TSDW: Two-stage word sense disambiguation using Wikipedia by Chenliang Li, Aixin Sun, Anwitaman Datta. (Li, C., Sun, A. and Datta, A. (2013), TSDW: Two-stage word sense disambiguation using Wikipedia. J. Am. Soc. Inf. Sci.. doi: 10.1002/asi.22829)
Abstract:
The semantic knowledge of Wikipedia has proved to be useful for many tasks, for example, named entity disambiguation. Among these applications, the task of identifying the word sense based on Wikipedia is a crucial component because the output of this component is often used in subsequent tasks. In this article, we present a two-stage framework (called TSDW) for word sense disambiguation using knowledge latent in Wikipedia. The disambiguation of a given phrase is applied through a two-stage disambiguation process: (a) The first-stage disambiguation explores the contextual semantic information, where the noisy information is pruned for better effectiveness and efficiency; and (b) the second-stage disambiguation explores the disambiguated phrases of high confidence from the first stage to achieve better redisambiguation decisions for the phrases that are difficult to disambiguate in the first stage. Moreover, existing studies have addressed the disambiguation problem for English text only. Considering the popular usage of Wikipedia in different languages, we study the performance of TSDW and the existing state-of-the-art approaches over both English and Traditional Chinese articles. The experimental results show that TSDW generalizes well to different semantic relatedness measures and text in different languages. More important, TSDW significantly outperforms the state-of-the-art approaches with both better effectiveness and efficiency.

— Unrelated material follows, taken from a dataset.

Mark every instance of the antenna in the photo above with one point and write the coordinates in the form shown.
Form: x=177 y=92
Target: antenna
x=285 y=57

TSDW works because Wikipedia is a source of unambiguous phrases, that can also be used to disambiguate phrases that one first pass are not unambiguous.
But Wikipedia did not always exist and was built out of the collaboration of thousands of users over time.
Does that offer a clue as to building better search tools for enterprise data?
What if statistically improbable phrases are mined from new enterprise documents and links created to definitions for those phrases?
Thinking picking a current starting point avoids a “…boil the ocean…” scenario before benefits can be shown.
Current content is also more likely to be a search target.
Domain expertise and literacy required.
Expertise in logic or ontologies not.